Williams escaped with only a €1,000 fine for running Alex Albon on a set of tyres he should not have been using during Formula 1 qualifying at the Hungarian Grand Prix thanks to the FIA stewards accepting that what the team described as a “typo” led to the error.
Although a larger fine or even a sporting penalty could have been imposed, the FIA stewards accepted that it was an “administrative error” that did not confer a competitive advantage.
Formula 1’s tyre regulations require the 13 dry-weather sets each driver has available on a standard weekend to be “returned” at certain points during the weekend.
This means two sets of slicks must be returned after each of the three free practice sessions, regardless of whether or not they have been used.
This process happens both electronically and physically, firstly by submitting the identifying code for the discarded sets and secondly by giving the tyres back to Pirelli before the next session starts.
However, the code Williams submitted did not match the set that was returned. Although Williams did physically return the intended set, the code supplied did not match it.
That led to Albon using a set of fresh softs for his first run in Q1 that had been electronically returned, which is illegal.
But the stewards accepted that this didn’t give him an advantage and that it was simply an administrative mistake, meaning only a small fine and Albon retaining his 17th-place qualifying position.
“The stewards heard from the team representative of Car 23 (Alexander Albon) and the technical delegate and determined that due to an administrative lapse, the team had incorrectly indicated the reference number of the set of tyres that they were returning to the tyre manufacturer, within the time specified in the regulations,” said the statement released by the FIA stewards, which included former F1 driver Derek Warwick.
“The technical delegate confirmed that this was likely to have been an administrative error on the part of the team as a set of unused physical tyres were returned within time, per the regulations.
“As this was nevertheless a technical breach of the regulations, we imposed a fine of €1,000 on the team.”

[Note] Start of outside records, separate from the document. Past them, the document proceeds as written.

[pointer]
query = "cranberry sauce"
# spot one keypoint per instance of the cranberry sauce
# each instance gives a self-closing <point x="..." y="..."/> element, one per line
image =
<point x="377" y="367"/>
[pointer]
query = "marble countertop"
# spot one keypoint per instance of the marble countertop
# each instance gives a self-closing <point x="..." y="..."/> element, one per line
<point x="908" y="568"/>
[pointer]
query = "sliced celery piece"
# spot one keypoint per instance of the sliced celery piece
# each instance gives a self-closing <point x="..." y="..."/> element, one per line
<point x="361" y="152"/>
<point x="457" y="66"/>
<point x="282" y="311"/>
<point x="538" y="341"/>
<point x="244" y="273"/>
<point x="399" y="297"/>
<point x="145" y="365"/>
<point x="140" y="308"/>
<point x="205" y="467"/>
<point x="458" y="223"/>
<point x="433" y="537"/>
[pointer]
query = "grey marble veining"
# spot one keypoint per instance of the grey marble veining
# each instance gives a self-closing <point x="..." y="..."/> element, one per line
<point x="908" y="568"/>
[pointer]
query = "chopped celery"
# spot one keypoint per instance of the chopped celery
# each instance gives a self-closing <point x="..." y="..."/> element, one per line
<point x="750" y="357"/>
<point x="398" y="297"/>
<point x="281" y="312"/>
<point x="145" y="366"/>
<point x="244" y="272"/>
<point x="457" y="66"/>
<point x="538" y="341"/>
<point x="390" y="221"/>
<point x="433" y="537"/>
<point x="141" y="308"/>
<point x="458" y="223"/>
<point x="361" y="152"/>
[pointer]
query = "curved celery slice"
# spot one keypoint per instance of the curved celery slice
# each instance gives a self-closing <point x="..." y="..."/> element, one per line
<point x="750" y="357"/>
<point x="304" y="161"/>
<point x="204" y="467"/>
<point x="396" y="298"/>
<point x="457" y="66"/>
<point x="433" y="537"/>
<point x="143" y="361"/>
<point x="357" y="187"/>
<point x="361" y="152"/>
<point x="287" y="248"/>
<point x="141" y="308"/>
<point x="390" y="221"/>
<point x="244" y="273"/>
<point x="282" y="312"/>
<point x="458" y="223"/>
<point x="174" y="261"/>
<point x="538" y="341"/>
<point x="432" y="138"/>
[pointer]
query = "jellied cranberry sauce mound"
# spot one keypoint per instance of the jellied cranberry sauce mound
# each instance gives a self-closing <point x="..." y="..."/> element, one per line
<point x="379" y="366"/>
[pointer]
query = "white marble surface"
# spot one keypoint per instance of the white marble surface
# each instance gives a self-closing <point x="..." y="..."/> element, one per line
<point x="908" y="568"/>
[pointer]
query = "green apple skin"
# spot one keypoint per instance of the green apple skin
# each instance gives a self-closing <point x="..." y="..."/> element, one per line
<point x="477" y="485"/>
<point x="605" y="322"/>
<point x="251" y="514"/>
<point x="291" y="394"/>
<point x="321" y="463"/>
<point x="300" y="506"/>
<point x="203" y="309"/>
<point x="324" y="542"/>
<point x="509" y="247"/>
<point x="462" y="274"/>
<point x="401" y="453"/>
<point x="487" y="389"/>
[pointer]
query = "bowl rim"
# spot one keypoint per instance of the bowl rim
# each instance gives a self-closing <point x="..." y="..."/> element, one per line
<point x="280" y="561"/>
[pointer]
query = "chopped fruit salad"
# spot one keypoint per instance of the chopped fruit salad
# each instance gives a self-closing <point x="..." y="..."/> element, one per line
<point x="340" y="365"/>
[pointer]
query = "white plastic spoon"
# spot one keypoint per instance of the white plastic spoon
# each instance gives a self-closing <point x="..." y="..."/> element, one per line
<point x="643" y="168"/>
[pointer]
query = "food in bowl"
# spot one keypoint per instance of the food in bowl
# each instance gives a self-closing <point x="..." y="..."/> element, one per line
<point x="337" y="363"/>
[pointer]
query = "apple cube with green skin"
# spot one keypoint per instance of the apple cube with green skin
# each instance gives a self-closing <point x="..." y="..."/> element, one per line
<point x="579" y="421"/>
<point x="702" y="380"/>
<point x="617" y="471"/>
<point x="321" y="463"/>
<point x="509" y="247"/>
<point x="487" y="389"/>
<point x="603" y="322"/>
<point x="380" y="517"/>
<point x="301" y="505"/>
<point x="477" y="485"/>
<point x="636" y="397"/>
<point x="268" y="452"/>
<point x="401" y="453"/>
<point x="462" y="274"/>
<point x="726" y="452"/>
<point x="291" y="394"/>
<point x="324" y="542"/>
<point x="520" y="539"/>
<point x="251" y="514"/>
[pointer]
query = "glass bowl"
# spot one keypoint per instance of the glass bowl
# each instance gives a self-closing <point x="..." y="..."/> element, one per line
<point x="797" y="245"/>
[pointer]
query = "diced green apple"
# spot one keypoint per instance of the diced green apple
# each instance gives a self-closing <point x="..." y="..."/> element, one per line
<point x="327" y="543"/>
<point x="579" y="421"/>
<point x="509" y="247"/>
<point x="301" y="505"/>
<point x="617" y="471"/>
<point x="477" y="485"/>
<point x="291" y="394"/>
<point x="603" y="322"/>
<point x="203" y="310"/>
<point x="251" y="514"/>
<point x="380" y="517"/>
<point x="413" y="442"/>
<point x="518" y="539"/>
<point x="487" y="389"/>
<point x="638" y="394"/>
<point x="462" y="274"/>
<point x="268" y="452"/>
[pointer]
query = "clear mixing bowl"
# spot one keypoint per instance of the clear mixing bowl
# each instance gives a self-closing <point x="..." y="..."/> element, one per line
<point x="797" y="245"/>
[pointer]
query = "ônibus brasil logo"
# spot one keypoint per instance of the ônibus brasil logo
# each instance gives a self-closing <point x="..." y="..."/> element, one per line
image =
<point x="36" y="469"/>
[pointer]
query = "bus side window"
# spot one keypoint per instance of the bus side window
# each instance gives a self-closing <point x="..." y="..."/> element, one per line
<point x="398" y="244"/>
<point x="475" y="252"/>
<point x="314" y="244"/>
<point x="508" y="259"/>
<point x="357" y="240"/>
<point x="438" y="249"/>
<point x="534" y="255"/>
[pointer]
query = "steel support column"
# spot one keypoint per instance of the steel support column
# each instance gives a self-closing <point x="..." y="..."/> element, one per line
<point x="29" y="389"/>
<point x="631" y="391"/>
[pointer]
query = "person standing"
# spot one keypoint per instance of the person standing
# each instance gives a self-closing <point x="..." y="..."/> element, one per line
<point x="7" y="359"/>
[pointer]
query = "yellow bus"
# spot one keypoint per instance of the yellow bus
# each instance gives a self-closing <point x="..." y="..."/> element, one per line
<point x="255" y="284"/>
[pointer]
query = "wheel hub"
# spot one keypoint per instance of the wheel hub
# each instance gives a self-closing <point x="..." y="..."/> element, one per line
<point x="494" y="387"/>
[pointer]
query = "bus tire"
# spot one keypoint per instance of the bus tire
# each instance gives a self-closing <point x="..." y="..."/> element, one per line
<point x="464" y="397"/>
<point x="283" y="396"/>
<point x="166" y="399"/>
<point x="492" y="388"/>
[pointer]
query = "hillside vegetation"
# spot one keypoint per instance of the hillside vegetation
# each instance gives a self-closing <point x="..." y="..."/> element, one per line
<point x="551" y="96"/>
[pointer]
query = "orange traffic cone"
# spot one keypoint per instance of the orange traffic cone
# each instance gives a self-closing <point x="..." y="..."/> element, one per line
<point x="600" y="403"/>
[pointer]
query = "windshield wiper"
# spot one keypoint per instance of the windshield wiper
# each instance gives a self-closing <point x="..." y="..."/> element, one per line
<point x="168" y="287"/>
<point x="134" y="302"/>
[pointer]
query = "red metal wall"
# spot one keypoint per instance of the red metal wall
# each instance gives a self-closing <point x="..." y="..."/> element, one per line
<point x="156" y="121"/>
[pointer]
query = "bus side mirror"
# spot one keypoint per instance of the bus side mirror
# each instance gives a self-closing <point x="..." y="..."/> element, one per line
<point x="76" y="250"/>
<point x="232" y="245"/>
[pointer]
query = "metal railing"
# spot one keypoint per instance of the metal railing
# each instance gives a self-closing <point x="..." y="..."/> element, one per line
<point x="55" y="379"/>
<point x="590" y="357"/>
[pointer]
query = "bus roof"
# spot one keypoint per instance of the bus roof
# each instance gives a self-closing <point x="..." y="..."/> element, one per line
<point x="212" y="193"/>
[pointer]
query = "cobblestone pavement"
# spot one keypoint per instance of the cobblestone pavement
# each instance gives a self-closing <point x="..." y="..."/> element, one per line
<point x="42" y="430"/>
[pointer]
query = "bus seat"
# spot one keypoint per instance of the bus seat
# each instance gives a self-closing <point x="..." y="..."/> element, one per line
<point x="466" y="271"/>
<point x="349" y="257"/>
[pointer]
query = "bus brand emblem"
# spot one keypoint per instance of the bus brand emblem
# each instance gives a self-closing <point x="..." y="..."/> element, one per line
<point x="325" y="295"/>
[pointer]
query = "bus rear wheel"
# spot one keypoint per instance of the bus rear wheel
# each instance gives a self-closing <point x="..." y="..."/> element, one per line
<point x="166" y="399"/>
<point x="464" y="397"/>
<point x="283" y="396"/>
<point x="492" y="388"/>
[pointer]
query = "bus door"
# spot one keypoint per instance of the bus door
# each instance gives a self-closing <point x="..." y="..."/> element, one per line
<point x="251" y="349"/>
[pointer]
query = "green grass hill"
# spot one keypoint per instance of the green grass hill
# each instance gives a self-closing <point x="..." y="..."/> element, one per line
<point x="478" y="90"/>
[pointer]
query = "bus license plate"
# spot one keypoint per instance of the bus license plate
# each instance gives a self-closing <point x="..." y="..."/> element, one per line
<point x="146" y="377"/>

The set that was physically returned by Williams is likely to have been a used one carried over from Friday practice given the team used five sets on Albon’s car yesterday in anticipation of rain on Saturday.
This presumably also played a part in supporting the suggestion that it was simply an error in supplying the code, given it is logical to give back a used set and hold onto an unused one.
Asked for his response to the decision to fine the team €1,000 having just learned of it, Williams head of vehicle performance Dave Robson felt it was justified – but that anything more extreme would have been harsh.
“That’s probably fair enough for what is literally a typo and zero advantage,” said Robson.
“A sporting penalty, particularly if it affected Alex [when it was] absolutely none of his responsibility would have been pretty harsh.
“So that’s fair enough for a bit of a silly administrative mistake.”
While punishments for tyre-use errors are rare, they do occasionally happen. At the 2020 Sakhir Grand Prix, Mercedes was fined €20,000 for erroneously fitting Valtteri Bottas’s front tyres to team-mate George Russell’s car during a safety car pitstop.
There was no sporting penalty given the extenuating circumstances of communication problems and the fact that Mercedes called Russell back in to rectify the error a lap later.
In 2017, Williams was fined €10,000 for running Lance Stroll on tyres that could only be used in the first 40 minutes of FP1 after the cutoff. This was at a point when the Friday practice sessions lasted 90 minutes, with one set reserved for the first part of the session to ensure track action.
Later that year, Williams was given a suspended fine of €10,000 for running Felipe Massa on his first set of tyres in FP1 until three seconds after the cutoff time.
In 2015, Williams driver Valtteri Bottas had to serve a drive-through penalty in the Belgian Grand Prix after the team fitted a medium tyre on the right-rear corner while the other three wheels were a set of softs.